Mösknvorr: Well, you know what Neruda said...

Kördann: Dr. Nerüda? You mean in her paper advocating eleven-gauge suture wire for closing sub-ligeastratory gestrationals?

M: No, Pablo Neruda, about there being only eleven topics in poetry.

K: Oh, yes. Well, that proposition is intrinsically true, of course. But if those eleven topics were ever formally delineated, then poetry would cease to exist.

M: That's the conventional wisdom. But in your treatise, Unified Abstractions in Non-Conjunctive Verse, you argued the following: "Just as all mathematic functions can be reduced to the perplexingly arcane concept of addition, all topics in [legitimate] poetry can be reduced -- or perhaps elevated -- to the sheer irrefutability of..."

K: I wrote that?

M: Well, no.

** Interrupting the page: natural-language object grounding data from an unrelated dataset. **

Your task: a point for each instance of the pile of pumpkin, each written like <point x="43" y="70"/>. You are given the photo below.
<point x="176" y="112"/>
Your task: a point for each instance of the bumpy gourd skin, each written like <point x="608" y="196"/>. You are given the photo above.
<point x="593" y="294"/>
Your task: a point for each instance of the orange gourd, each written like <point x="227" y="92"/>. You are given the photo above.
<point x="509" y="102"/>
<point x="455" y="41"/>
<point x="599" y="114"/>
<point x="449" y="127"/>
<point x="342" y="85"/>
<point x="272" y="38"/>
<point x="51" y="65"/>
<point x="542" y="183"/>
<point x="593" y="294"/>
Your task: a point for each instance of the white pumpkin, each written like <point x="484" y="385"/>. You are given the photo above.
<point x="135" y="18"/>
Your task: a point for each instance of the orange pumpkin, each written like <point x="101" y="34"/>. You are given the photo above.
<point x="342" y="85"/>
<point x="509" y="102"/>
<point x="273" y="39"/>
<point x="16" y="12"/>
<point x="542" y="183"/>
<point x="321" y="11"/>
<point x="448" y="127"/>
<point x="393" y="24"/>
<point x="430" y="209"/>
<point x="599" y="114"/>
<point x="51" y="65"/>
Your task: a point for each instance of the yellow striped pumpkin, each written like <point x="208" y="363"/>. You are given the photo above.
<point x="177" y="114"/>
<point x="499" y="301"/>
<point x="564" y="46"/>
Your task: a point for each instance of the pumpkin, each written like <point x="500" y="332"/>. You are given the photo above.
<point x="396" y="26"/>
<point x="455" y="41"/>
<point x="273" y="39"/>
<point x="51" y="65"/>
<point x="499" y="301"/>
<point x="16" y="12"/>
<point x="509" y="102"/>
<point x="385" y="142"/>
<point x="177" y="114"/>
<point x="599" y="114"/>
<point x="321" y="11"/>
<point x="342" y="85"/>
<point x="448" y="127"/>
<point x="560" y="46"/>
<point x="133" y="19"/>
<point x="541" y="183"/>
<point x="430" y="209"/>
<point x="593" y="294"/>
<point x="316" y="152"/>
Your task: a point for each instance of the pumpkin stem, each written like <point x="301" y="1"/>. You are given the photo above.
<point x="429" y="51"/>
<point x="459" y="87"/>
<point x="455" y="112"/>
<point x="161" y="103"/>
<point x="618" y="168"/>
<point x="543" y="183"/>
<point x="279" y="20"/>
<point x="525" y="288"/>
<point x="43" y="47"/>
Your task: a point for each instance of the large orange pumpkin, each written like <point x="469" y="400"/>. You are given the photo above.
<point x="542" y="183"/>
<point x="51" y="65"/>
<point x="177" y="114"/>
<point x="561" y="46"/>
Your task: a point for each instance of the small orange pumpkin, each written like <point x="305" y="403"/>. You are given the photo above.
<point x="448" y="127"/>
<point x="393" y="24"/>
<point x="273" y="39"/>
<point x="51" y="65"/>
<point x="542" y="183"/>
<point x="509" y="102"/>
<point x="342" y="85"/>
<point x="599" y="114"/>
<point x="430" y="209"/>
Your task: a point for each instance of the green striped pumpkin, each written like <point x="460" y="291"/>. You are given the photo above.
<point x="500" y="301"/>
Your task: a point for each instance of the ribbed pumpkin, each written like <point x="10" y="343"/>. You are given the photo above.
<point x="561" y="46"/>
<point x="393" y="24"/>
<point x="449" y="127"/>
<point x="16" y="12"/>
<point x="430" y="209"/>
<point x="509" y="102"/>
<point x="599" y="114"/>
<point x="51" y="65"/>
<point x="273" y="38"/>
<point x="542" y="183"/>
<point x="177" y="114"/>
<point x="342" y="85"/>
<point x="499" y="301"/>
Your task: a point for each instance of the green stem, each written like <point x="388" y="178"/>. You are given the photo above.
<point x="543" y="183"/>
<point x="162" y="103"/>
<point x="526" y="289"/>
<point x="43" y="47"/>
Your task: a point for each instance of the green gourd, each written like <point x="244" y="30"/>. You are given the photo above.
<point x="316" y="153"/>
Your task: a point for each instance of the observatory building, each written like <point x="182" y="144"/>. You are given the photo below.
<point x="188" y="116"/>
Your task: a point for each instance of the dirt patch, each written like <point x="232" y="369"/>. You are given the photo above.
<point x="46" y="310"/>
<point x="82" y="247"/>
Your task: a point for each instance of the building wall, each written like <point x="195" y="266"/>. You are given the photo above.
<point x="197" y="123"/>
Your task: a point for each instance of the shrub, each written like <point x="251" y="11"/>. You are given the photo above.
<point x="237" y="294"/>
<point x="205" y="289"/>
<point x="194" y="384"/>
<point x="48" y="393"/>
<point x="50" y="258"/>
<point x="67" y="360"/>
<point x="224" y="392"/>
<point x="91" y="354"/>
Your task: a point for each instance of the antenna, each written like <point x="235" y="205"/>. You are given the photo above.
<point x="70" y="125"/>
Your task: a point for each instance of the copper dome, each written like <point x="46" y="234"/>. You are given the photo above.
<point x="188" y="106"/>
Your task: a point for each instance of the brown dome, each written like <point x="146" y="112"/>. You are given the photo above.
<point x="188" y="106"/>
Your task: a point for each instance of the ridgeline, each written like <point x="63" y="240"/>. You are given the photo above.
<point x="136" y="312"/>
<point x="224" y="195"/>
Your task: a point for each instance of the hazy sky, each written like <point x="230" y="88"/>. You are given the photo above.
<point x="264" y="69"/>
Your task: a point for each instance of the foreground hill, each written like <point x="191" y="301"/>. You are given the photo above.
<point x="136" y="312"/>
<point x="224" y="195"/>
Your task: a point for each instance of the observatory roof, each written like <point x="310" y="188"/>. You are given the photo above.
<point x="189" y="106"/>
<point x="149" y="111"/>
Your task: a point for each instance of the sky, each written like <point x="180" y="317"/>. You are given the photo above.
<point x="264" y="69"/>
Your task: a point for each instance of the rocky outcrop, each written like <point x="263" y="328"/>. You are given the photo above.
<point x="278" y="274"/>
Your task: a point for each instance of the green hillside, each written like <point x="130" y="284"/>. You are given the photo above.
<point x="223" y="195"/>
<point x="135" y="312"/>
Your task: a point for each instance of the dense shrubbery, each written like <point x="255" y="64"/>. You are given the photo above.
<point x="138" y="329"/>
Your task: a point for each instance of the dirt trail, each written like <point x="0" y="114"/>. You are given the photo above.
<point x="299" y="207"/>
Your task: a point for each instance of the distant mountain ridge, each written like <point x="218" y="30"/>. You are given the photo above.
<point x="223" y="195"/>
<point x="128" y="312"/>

Actually, I was quoting myself. Your version used the word "arithmetic" in place of "mathematic," but otherwise our treatises are the same.

K: I see. Well, it's hardly coincidence that Dante's Inferno was comprised of eleven rings.

M: Nine, actually.

K: No, eleven. I'm referring to the unabridged version (yet to be discovered).

M: Either way, the odd quantity is difficult to reconcile under the dichotometric model: Love/hate, war/peace, grace/vengeance, passion/apathy...

K: Yes, all paired. With the exception of the final topic, 2x + 1. If this were ever definitively identified, then art itself (including several forms of literature) would become inane studies in pretense.

M: Superfluous reflections on the human condition.

K: No. Just inane studies.

M: And this very discussion -- the one you and I are having now -- might cease to be poetic.

K: I suppose that's possible. Although the irony would be difficult to ignore.